HyperbolaBSD is a hard fork, that relicenses the OpenBSD kernel as GPL (as permitted by permissive licenses.)
HyperbolaBSD has already dug into the OpenBSD source tree and discovered numerous licensing issues.
HyperbolaBSD will be a truly libre distro that takes advantage of copyleft, while moving away from the major issues Linux is stepping into too.
Ah, that’s different then!
Hmm…
From https://wiki.hyperbola.info/doku.php?id=en:manual:contrib:hyperbolabsd_faq:
HyperbolaBSD is under a progressive migration by replacing all non GPL-compatible code. It will be replaced with new compatible code under Simplified BSD License. We do this in order to incorporate GPL code from other projects such as ReactOS, as well new code from scratch.
It’s not clear to me that relicensing the existing code to GPL is what they’re planning on doing; it sounds more like they’re going to mix in GPL code but not change the existing files to GPL en masse after they finish harmonizing them to two-clause BSD.
Frankly, IMO that’s too bad: I’d love to see them make the whole shebang GPLv3-or-later
Related question: is all Linux kernel code required to be licensed GPLv2-only, or are individual contributions allowed to be GPLv2-or-later? I’d be nice to see if that project (and stuff like HURD and ReactOS) could benefit from at least some Linux contributions, even if they can’t copy it wholesale.

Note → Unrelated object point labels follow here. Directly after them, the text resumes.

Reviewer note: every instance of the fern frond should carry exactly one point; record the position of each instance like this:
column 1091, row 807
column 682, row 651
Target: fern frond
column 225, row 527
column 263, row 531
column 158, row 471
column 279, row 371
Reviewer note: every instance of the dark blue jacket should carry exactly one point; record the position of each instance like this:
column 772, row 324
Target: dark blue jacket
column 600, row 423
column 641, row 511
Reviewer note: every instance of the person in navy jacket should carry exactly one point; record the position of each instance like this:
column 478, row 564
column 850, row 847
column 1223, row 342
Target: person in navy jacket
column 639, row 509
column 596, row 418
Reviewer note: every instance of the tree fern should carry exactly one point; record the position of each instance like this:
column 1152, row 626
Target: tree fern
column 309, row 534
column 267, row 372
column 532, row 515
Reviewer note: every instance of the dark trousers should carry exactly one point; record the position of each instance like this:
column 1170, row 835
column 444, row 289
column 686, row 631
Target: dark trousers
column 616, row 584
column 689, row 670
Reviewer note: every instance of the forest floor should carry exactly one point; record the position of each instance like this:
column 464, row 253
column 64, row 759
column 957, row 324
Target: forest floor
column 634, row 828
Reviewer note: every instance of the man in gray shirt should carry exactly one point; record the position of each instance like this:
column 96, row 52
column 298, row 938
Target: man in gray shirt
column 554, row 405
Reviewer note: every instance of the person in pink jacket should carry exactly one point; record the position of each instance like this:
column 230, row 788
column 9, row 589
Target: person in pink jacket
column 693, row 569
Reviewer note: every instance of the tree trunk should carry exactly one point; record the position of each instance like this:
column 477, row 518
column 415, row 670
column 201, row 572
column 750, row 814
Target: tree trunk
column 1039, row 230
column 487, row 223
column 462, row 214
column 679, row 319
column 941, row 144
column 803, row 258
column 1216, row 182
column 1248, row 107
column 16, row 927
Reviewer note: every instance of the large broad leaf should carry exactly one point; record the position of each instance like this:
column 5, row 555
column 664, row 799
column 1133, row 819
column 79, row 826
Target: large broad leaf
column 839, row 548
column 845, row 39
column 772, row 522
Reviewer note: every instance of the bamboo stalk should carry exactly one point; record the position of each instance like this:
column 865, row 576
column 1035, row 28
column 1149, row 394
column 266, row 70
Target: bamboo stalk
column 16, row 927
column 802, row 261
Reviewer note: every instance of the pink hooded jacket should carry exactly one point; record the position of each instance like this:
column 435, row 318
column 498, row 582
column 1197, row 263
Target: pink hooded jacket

It’s an ancient divide in parts of the FOSS community that believes copyleft licenses are not “free” because they force you to license contributions under the same license.
Yeah, I know, but I would’ve expected a distro that describes itself as “GNU/Linux-libre” would fall on the other side of it!
Why did I read all of this.
Certain things? Fucking luddite idiots don’t package 99.9% of software.
AIX Unix from the 1980s is literally more useful than that heap of garbage
Why so much rage?
Yes, Hyperbola is very ideological and super strict, but it was always meant to be that way - to provide a system that works in some way and at the same time is as ethical and “clean” as possible. Some people value it over anything, and for them, Hyperbola is a good pick.
Have you ever heard of arch? That’s what I use by the way
Hardly obscure.
Kolibri
Kolibri isn’t a Linux distro, it is a fork of MenuetOS and not Linux at all
Thanks, I didn’t know that.
Np, another OS that isn’t Linux based, it’s rather obscure-ish but it’s genuinely impressive is Haiku OS, the community-driven spiritual successor of BeOS
United Linux - the famous Red Hat Enterprise Linux killer!
I worked on that.
It was SuSe with any branding or tools ripped out, the carcass kicked over the fence for the rest of us to try to make an OS out of.
It had no chance. What we got was a bleeding corpse after SuSE had a sellable product to compete against us all with.
It killed turbo, it killed conectiva and it killed openlinux. Horrible thing.
Chimera Linux
I had not noticed that KDE is available for Chimera now. Very cool.